The proximity ligation immunoassay has recently been applied to the detection of proteins in situ (2, 3, 4), or to study protein/protein interactions (5). The latter one was advanced to the early diagnosis of prostate cancer from plasma samples (6).
It remains fascinating which of the two immuno qPCR variants comes off as the winner in the “best-sensitivity-to-lowest-cost-of-goods-ratio” challenge. Both assays are available in the liquid phase and the solid phase immunoassay format. Both inventors (and distributors) claim to have superior immunoassay sensitivity, but to our knowledge so far, there is no published study which compares both assay principles face-to-face for the same target ligand. Also, both immunoassays are of the sandwich type, meaning that there are two antibodies involved in the ligand binding events (ah, binding to different epitopes anyhow). Both immuno qPCR assays come in a single-tube format, with the only difference the ligation-based immuno qPCR assay can be performed in commonly used 96-microwell optical plates (the other one uses flat-bottom plates).

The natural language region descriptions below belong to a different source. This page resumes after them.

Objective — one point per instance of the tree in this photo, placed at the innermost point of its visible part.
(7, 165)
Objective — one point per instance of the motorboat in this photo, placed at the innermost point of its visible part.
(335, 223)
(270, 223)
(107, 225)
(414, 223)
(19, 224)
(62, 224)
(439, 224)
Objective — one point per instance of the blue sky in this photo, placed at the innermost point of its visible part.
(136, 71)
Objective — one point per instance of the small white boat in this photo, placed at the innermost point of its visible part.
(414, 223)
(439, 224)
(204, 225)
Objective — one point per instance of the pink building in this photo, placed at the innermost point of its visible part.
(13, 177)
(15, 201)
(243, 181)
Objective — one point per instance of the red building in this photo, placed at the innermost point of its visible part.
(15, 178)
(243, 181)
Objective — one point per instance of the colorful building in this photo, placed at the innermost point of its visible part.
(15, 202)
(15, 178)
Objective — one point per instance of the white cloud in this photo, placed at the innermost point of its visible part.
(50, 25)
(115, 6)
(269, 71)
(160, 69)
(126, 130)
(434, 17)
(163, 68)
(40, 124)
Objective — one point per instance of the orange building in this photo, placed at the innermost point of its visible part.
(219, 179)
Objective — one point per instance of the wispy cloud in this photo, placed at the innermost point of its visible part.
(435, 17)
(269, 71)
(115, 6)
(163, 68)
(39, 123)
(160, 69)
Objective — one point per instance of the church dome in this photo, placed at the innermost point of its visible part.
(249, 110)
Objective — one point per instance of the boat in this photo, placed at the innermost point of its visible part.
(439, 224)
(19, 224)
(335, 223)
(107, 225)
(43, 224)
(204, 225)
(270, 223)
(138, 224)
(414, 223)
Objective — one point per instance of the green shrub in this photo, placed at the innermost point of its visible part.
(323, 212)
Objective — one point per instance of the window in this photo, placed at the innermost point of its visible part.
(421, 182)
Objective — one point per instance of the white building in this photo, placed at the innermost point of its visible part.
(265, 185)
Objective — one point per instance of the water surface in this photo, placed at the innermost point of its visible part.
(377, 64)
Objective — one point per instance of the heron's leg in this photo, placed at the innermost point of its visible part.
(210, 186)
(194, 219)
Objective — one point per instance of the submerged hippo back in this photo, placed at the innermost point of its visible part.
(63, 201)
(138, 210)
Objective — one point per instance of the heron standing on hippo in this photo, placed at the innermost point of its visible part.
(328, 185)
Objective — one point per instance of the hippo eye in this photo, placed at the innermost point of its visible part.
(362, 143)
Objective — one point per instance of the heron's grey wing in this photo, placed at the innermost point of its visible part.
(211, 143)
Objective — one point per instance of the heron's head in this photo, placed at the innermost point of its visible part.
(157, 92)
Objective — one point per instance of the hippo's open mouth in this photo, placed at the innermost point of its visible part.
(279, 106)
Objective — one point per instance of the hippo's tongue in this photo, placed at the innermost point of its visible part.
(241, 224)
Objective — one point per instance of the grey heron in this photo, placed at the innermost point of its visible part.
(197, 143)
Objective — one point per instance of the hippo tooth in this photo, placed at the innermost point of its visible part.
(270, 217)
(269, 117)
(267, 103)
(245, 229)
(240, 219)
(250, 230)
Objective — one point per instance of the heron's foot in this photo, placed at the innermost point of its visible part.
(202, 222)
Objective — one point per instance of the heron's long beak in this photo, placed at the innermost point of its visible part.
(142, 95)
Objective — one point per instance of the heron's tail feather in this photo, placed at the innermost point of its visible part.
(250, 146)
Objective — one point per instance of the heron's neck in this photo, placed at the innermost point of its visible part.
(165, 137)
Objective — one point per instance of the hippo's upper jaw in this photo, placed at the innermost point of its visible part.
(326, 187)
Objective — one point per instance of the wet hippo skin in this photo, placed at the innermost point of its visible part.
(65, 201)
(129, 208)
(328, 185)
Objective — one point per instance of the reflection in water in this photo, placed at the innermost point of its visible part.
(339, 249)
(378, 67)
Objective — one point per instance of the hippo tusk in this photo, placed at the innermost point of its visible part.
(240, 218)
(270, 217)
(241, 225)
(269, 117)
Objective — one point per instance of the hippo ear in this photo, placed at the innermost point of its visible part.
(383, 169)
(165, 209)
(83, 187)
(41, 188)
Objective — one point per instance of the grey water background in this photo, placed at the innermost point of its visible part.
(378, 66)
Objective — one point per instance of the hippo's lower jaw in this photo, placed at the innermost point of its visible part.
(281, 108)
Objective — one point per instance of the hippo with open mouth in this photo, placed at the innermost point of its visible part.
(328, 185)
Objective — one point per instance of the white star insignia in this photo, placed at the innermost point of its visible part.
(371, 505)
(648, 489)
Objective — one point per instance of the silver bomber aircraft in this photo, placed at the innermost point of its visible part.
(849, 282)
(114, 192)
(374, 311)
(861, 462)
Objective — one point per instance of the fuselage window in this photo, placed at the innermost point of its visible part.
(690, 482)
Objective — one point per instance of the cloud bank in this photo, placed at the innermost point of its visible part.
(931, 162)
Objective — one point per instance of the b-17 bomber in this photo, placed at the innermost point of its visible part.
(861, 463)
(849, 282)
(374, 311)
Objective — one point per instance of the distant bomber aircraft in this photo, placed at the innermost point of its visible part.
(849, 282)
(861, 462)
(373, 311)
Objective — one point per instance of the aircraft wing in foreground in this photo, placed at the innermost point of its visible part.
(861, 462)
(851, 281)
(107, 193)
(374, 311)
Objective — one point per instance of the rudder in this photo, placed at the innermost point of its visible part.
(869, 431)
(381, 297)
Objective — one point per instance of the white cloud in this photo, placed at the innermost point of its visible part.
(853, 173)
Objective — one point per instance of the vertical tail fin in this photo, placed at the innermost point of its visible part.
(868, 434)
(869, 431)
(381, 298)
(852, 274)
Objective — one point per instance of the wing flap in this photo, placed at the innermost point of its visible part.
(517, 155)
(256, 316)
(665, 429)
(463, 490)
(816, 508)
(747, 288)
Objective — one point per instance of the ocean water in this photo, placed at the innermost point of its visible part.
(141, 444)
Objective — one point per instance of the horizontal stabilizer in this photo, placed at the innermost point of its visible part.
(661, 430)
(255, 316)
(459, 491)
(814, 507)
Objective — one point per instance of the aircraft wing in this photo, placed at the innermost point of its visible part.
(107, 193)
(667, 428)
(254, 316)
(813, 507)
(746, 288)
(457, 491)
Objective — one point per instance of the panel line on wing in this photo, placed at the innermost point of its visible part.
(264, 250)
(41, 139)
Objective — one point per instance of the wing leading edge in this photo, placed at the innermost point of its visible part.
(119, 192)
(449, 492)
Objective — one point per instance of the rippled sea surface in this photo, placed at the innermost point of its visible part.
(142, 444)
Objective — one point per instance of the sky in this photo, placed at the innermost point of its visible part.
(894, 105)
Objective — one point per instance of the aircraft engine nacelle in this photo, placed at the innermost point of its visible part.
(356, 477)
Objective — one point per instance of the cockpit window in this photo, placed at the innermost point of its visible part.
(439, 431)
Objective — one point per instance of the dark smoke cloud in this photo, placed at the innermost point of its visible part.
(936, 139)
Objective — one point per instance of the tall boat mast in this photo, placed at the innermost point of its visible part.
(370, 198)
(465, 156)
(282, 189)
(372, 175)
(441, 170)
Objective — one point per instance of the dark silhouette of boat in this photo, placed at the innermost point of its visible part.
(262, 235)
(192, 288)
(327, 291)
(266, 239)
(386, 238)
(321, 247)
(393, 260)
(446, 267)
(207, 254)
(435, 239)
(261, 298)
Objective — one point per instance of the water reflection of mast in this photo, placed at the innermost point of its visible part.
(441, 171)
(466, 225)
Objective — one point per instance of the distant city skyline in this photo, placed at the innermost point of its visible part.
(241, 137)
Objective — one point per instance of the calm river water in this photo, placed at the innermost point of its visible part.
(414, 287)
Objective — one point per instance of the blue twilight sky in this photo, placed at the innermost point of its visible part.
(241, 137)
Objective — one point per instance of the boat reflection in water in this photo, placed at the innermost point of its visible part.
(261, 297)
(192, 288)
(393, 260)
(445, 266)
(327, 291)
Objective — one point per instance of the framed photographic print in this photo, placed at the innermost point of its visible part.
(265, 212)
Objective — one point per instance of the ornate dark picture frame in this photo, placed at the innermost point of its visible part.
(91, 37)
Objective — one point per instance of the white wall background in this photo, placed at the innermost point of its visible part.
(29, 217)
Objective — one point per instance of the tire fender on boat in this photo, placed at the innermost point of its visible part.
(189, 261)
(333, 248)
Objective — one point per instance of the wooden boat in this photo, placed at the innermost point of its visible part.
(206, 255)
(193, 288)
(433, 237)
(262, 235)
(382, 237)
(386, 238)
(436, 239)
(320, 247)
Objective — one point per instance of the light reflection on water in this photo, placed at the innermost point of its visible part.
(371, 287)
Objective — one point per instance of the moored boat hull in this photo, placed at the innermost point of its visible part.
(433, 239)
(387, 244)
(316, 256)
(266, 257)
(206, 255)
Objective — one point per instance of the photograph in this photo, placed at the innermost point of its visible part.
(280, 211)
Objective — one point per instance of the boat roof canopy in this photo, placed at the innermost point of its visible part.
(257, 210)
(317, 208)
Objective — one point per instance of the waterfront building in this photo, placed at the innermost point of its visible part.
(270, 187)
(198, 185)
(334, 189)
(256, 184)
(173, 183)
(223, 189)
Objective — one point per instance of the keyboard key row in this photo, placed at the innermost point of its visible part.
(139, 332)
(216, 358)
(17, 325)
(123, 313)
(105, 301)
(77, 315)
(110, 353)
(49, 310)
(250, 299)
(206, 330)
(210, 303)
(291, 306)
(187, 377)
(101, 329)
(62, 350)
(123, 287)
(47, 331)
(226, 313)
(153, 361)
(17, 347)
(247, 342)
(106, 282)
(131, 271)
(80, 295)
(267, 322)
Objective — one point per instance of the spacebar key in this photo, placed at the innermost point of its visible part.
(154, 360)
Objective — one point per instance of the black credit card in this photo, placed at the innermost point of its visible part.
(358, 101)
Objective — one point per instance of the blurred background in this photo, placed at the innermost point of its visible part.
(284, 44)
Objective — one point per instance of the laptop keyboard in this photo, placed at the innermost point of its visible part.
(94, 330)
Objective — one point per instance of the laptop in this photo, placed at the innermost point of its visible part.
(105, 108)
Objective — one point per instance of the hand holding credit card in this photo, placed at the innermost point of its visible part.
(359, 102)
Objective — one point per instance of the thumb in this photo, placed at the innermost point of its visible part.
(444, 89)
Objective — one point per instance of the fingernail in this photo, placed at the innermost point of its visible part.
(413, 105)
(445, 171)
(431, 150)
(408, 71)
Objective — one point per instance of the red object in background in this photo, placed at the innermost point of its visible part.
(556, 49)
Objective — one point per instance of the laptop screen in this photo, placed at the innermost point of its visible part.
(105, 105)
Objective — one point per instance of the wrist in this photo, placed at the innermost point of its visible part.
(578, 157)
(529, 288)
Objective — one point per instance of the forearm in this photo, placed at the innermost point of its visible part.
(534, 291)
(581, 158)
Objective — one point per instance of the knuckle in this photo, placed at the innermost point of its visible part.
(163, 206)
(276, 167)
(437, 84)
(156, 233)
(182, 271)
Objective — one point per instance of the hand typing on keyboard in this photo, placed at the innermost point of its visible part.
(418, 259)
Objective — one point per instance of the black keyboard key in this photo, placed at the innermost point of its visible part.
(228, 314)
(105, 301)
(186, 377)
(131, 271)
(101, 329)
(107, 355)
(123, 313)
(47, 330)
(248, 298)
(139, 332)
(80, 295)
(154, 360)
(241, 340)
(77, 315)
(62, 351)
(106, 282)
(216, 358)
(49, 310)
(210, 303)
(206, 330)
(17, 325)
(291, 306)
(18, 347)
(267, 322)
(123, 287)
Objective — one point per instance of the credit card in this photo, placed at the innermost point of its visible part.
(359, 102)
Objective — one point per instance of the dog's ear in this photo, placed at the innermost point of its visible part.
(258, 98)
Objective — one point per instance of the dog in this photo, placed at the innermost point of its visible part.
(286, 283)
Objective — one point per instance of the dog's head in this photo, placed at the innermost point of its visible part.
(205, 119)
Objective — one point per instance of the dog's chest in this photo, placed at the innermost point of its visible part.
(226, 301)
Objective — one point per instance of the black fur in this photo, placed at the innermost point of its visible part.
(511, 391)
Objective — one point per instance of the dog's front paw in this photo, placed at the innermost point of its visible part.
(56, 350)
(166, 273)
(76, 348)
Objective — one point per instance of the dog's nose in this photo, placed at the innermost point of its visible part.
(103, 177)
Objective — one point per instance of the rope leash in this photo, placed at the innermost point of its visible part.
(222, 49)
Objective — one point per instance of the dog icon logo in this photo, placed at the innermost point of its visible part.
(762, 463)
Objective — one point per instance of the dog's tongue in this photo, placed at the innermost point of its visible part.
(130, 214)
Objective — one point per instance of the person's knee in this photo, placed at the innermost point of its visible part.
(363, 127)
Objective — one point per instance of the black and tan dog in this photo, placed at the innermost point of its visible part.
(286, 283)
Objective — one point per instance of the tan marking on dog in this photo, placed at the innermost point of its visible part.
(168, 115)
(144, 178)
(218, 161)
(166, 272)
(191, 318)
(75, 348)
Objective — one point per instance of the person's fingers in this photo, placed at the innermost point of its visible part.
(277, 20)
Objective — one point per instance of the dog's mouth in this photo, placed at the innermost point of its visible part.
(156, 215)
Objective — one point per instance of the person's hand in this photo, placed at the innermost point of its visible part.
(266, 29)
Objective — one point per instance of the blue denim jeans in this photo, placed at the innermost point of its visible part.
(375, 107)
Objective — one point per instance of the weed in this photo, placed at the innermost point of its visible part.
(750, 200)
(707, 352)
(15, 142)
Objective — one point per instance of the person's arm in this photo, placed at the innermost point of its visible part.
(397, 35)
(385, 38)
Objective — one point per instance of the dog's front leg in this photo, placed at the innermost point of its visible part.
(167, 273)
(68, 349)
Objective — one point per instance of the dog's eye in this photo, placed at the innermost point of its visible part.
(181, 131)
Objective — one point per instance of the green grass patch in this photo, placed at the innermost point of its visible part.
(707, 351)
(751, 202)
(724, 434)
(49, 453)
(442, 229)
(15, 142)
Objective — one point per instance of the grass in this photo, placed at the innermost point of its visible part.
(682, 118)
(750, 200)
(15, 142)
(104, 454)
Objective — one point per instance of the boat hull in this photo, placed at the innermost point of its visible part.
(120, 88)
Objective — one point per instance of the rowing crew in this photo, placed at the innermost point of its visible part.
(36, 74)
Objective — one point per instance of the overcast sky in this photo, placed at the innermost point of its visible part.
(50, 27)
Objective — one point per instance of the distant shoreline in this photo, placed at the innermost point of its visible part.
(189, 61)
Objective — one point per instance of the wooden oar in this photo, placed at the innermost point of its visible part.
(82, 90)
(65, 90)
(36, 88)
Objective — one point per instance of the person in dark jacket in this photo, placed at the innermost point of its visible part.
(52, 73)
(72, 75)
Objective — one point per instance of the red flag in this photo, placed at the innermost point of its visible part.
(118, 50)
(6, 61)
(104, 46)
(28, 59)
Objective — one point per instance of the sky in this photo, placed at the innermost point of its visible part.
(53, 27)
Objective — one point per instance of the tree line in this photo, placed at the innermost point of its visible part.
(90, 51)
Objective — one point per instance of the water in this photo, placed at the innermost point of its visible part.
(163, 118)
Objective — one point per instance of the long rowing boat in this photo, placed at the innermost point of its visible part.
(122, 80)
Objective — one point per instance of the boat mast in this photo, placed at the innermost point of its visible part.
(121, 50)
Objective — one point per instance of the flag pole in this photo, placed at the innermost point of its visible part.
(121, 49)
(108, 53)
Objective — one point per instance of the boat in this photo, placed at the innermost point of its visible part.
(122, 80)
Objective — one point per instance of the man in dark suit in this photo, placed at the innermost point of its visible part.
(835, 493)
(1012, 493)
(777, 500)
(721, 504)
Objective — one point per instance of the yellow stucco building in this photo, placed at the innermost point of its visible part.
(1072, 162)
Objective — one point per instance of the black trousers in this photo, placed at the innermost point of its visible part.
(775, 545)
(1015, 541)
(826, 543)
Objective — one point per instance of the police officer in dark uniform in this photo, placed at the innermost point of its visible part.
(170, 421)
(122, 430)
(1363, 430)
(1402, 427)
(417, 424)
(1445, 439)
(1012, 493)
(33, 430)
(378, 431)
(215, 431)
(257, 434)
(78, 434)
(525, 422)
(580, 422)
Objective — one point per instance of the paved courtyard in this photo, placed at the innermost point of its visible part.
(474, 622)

Well, as long as we don´t check it out for our own, and without having the possibility to compare to each other, I would say, the proximity ligation immunoassay MUST have an increased sensitivity, because only ligation products will be detected in the subsequent real-time qPCR assay. Furthermore, the proximity ligation immunoassay goes without intermediate washing steps of the plate, because unbound antibodies, or even unligated oligo tags should not interfere with the immunoassay, but may be responsible for the excellent assay sensitivity. On the other hand, it is well known that 5´-phospates (necessary for the ligation) are not stable in biological liquids; the ligation product yield also depends on the hybridization effeciency of the bridging oligo, and of the DNA ligase activity as well.
Above all, the proximity ligation assay makes use of two distinct monoclonal antibodies, which often are not available for the same target ligand. And if so, it does not necessarily mean the DNA tags of both antibodies are in proximity to each other to enable the ligation reaction. It is obvious that small molecules are not accessible to the proximity ligation immunoassay (but also not for the immuno qPCR assay, I guess).
And finally, the proximity ligation assay seems not to be the right tool to investigate immunogenicity of investigational new drugs (IND) like peptides, proteins, nucleic acids, and alike. Antibody detection assays (ADA) usually are applied to immobilized antigen. For the immuno qPCR assay, e.g. only one DNA-tagged anti-IgG antibody allows for positive readout. I already mentioned the proximity ligation assay doesn´t get along with only one antibody.
As I said, it remains exciting.
See also our post on how the immuno qPCR assay can be of increased sensitivity by using a RNA tag instead of DNA.
(1) Gullberg M et al (2004), Proc Natl Acad Sci USA 101(22): 8420-4.
(2) Söderberg O et al (2006), Nat Methods 3: 995-1000.
(3) Gullberg M & Andersson AC (2009), Olink´s advertising Nature Methods feature
(4) Leuchowius KJ et al (2911), Curr Protoc Cytom, Chapter 9, Unit 9.36
(5) Laulier C et al (2011), Cancer Res 71(10): 3590-602.
(6) Tavoosidana G et al (2911), Proc Natl Acad Sci USA 108(21): 8809-14.